In Amerigraphics, Inc. v. Mercury Casualty Company, __ Cal.Rptr.3d ___, 2010 WL 1038675 (3/23/10), a California Court of Appeal addressed the “ratio” of punitive to compensatory damages, finding, on the facts before it, that although a ratio of 10 to 1 was unconstitutional, a ratio of 3.8 to 1 would pass muster. While the Court held that only compensatory damages may be used as the basis for the punitive damages multiplier, the Court otherwise did not provide guidance for determining punitive damages against an insurer found to have acted in bad faith.
The insured suffered flood and business interruption losses. Mercury made unsupported coverage denials and delayed the claim for over a year. The insured eventually went out of business. The jury awarded $130,000 in compensatory damages and $3 million in punitive damages. The trial court reduced the punitive award to $1.7 million.

The Court held that the amount of the punitive award was constitutionally excessive and violated due process. Instead, the Court determined (seemingly arbitrarily) that $500,000 was appropriate and that the resulting ratio of 3.8 to 1 of punitive to compensatory damages bore a reasonable relation to the harm caused by Mercury.

According to the Court, only the compensatory damages amount, not Brandt fees (attorneys’ fees incurred by the insured to obtain coverage from an insurer found to have committed bad faith), prejudgment interest, or unforeseeable potential injury damages, may be used as the punitive damages multiplier.

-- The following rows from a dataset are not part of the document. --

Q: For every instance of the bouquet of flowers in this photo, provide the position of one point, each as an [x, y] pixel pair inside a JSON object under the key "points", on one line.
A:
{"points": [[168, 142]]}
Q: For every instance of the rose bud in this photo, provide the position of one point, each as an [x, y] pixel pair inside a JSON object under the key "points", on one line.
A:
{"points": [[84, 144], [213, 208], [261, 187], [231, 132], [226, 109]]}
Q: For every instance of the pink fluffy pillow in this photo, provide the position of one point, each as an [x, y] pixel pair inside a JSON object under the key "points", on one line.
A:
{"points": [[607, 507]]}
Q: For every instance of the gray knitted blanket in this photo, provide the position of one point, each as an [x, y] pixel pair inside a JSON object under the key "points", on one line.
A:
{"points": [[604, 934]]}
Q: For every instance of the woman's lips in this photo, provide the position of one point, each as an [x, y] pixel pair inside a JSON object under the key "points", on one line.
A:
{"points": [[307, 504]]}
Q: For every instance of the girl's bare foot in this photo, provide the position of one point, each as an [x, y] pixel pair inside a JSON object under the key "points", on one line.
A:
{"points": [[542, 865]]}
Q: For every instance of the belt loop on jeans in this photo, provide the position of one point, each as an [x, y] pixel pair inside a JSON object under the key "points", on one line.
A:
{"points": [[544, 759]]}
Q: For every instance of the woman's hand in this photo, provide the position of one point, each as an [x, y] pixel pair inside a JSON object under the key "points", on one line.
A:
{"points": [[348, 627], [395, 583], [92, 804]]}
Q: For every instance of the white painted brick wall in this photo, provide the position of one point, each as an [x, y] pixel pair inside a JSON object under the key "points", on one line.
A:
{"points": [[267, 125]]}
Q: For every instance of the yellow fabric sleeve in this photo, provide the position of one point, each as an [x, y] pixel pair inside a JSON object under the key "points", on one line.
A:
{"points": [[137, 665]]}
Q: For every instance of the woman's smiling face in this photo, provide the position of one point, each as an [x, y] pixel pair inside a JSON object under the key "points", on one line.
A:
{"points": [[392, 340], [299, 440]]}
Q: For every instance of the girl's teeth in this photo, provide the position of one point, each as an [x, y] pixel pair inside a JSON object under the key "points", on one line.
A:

Starting with the factors articulated in State Farm Mutual Auto. Ins. Co. v. Campbell, 538 U.S. 408 (2003) (i.e., “(1) the degree of reprehensibility of the defendant's misconduct; (2) the disparity between the actual or potential harm suffered by the plaintiff and the punitive damages award; and (3) the difference between the punitive damages awarded by the jury and the civil penalties authorized or imposed in comparable cases”), the Court stressed that the first factor is the most important and that to test “reprehensiveness,” a court must consider whether : “[1] the harm caused was physical as opposed to economic; [2] the tortious conduct evinced an indifference to or a reckless disregard of the health or safety of others; [3] the target of the conduct had financial vulnerability; [4] the conduct involved repeated actions or was an isolated incident; and [5] the harm was the result of intentional malice, trickery, or deceit, or mere accident.”

The Court noted that the harm in this case was economic, not physical, and that there were no issues of health and safety. The Court observed that the insured had told Mercury of its severe financial distress and that the insured went out of business because of Mercury’s misconduct. However, the Court found no evidence of "intentional malice" and that Mercury’s multiple acts of improper claims handling did not make Mercury a "repeat offender" because its misconduct related to only one insured and one claim.